For the further verification of the improvement of the milling performance after process optimization, two groups of optimal process combinations (group 3 and group 9) from the extreme variance analysis were selected for comparison with the optimal parameter combinations, as shown in Figure 7. From Figure 7, it can be noticed that the milling force of the optimal group was reduced by 51.3% and 51.8% compared to groups 3 and 9, respectively. The material removal rate of the optimal group was reduced by 17% and 7.8% compared to groups 3 and 9. From the comparative results, it can be seen that although the material removal rate was reduced, the milling force was greatly improved. Based on engineering experience, it is known that this parameter can provide a reference for the selection of subsequent milling processing parameters [20]. As the accuracy of this optimization result is still insufficient, the subsequent development of new hybrid intelligent optimization methods should be continued to avoid problems such as locally optimal solutions arising from a single algorithm.

5. Conclusions

In this study, the selection of milling process parameters for laser fusion cladding coating of Fe45 alloys was investigated, the significance of the process was analyzed using the orthogonal method, a regression model between the milling process and the milling force and material removal rate was established by using the exponential empirical model, and the milling parameters were optimized using the NGSA-II optimization algorithm. The main conclusions are as follows:
(1)
The process effects of milling force were significantly ranked as cutting depth > spindle speed > feed rate. For the material removal rate, the significance was ranked as cutting depth > feed rate > spindle speed.
(2)
Reliable regression models for the spindle speed, feed rate, and cutting depth with the milling force and material removal rate were developed using empirical exponential models.
(3)
The NSGA-II algorithm was used to optimize the milling parameters and the optimum process parameters were N = 2000 r/min, V = 120.0266 mm/min, and P = 0.45 mm. The results obtained with the algorithm were found to be better by comparing them with the two sets of results from the extreme variance analysis.
(4)
The results of this study can provide some technical support for the control and prediction of the milling process for laser-melted Fe45-forming coatings. Further research should continue to develop efficient hybrid intelligent optimization methods to improve the optimization accuracy in the future.

Author Contributions

J.Z.: writing. L.S.: methodology. A.L.: data processing. N.H.: experimentation. J.G.: experimentation. All authors have read and agreed to the published version of the manuscript.

Funding

This work was supported by the research projects of the Shaanxi Provincial Department of Education 2023 General Special Scientific Research Program (23JK0357) and the research project of Shaanxi University of Technology (SLGKYXM2306).
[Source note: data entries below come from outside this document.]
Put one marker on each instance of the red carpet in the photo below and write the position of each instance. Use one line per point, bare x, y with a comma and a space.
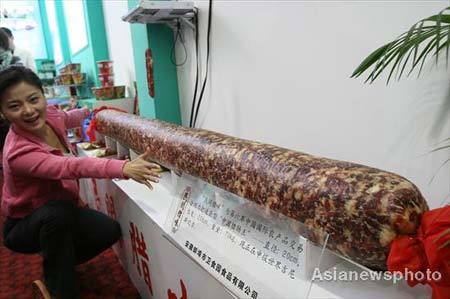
103, 277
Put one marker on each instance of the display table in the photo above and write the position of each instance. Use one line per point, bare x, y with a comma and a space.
208, 256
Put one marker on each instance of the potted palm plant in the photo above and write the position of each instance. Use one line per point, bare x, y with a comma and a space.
430, 248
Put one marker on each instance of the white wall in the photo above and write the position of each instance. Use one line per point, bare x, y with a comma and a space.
280, 72
119, 43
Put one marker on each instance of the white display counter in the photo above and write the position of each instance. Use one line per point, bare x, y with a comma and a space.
220, 248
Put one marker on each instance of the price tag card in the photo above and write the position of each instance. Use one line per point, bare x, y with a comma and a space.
253, 251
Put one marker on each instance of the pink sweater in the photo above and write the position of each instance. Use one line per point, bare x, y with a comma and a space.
35, 172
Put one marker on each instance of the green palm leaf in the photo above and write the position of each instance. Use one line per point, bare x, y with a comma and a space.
428, 36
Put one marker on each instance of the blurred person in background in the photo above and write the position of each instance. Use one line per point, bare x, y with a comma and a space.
25, 56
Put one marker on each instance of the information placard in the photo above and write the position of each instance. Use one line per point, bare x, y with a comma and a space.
254, 252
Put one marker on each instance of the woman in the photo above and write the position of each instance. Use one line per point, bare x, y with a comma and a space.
40, 193
6, 56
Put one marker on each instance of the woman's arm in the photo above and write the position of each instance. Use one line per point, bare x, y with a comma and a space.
40, 164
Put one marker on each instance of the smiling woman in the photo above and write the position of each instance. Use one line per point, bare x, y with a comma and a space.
40, 193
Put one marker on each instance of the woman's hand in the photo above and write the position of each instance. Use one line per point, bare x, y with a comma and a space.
141, 170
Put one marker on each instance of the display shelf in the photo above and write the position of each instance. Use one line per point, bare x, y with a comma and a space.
70, 85
138, 204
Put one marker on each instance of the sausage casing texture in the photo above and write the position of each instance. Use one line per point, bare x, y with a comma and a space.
362, 209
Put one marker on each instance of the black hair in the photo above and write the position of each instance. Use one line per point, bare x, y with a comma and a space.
11, 76
7, 31
4, 40
15, 74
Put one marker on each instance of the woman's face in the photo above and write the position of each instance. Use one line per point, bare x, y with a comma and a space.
25, 106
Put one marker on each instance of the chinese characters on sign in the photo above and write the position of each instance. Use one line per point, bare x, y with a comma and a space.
111, 210
280, 249
96, 195
172, 295
140, 256
222, 270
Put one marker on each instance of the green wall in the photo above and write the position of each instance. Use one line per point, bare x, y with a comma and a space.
159, 38
97, 47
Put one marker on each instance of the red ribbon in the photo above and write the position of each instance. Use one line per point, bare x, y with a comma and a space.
428, 251
93, 124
Institutional Review Board Statement

Not applicable.

Informed Consent Statement

Not applicable.

Data Availability Statement

The original contributions presented in the study are included in the article, further inquiries can be directed to the corresponding author.

Conflicts of Interest

The authors declare that they have no known competing financial interests or personal relationships that could have appeared to influence the work reported in this paper.

References

  1. Wang, X.J.; Liu, M.H.; Li, Z.H.; Yao, B.B.; Wang, B.; Wang, N. Finite element simulation and experimental study of selective laser melted 40Cr steel forming process. Opt. Laser Technol. 2024, 169, 110080. [Google Scholar] [CrossRef]
  2. Wang, S.H.; Zheng, Z.Y.; Li, T.L.; Du, A.; Ma, R.N.; Fan, Y.Z.; Zhao, X.; Cao, X.M. Microstructure and properties of a YG18/40Cr joint vacuum–brazed by Cu–Sn–Ti filler metal. Vacuum 2023, 217, 112511. [Google Scholar] [CrossRef]
  3. Chen, B.; Li, X.M.; Tian, L.Y.; Jia, H.Y.; Li, H.; Li, Y. The CrFeNbTiMox refractory high-entropy alloy coatings prepared on the 40Cr by laser cladding. J. Alloys Compd. 2023, 966, 171630. [Google Scholar] [CrossRef]
  4. Gong, J.T.; Shu, L.S.; Zhang, C.M.; Qin, J.P.; He, W.; Li, A.J. Co-Optimization of the Preparation Process of Ni-Based Self-Lubricating Coatings by Magneto-Thermal-Assisted Laser Cladding. Coatings 2023, 13, 1749. [Google Scholar] [CrossRef]
  5. Lei, K.Y.; Qin, X.P.; Liu, H.M.; Ni, M. Analysis and modeling of melt pool morphology for high power diode laser cladding with a rectangle beam spot. Opt. Lasers Eng. 2018, 110, 89–99. [Google Scholar] [CrossRef]
  6. Cui, G.J.; Feng, X.G.; Han, W.P.; Liu, Y.P.; Kou, Z.M. Microstructure and high temperature wear behavior of in-situ synthesized carbides reinforced Mo-based coating by laser cladding. Surf. Coat. Technol. 2023, 467, 129713. [Google Scholar] [CrossRef]
  7. Weng, Z.K.; Wang, A.H.; Wang, Y.Y.; Xiong, D.H.; Tang, H.G. Diode laser cladding of Fe-based alloy on ductile cast iron and related interfacial behavior. Surf. Coat. Technol. 2016, 286, 64–71. [Google Scholar] [CrossRef]
  8. Lu, S.S.; Wang, L.Q.; Zhou, J.S.; Liang, J. Microstructure and tribological properties of laser-cladded Co-Ti3SiC2 coating with Ni-based interlayer on copper alloy. Tribol. Int. 2022, 171, 107549. [Google Scholar] [CrossRef]
  9. Wu, X.Q.; Zhou, G.H.; Sun, D.J.; Chen, L.Y.; He, J.Y.; Wang, S.Q.; Xie, F. Cultivating a comprehensive understanding of microstructural attributes and wear mechanisms in FeCrCoNiAlTix high-entropy alloy coatings on TC6 substrates through laser cladding fabrication. J. Alloys Compd. 2024, 984, 173865. [Google Scholar] [CrossRef]
  10. Ouyang, C.; Wang, R.; Zhao, C.; Wei, R.; Li, H.; Deng, R.; Bai, Q.; Liu, Y. Multi-layer laser cladding analysis and high-temperature oxidative wear behavior of cast iron with a low expansion coefficient. Surf. Coat. Technol. 2023, 474, 130079. [Google Scholar] [CrossRef]
  11. Zhu, L.; Xue, P.; Lan, Q.; Meng, G.; Ren, Y.; Yang, Z.; Xu, P.; Liu, Z. Recent research and development status of laser cladding: A review. Opt. Laser Technol. 2021, 138, 106915. [Google Scholar] [CrossRef]
  12. Wang, R.; Ouyang, C.Y.; Zhao, C.J.; Wei, R.Z.; Deng, R. Effect of high-temperature heat treatment on electrochemical corrosion behavior of laser cladding Fe-based alloy coating in H2SO4 solution. Mater. Lett. 2023, 346, 134560. [Google Scholar] [CrossRef]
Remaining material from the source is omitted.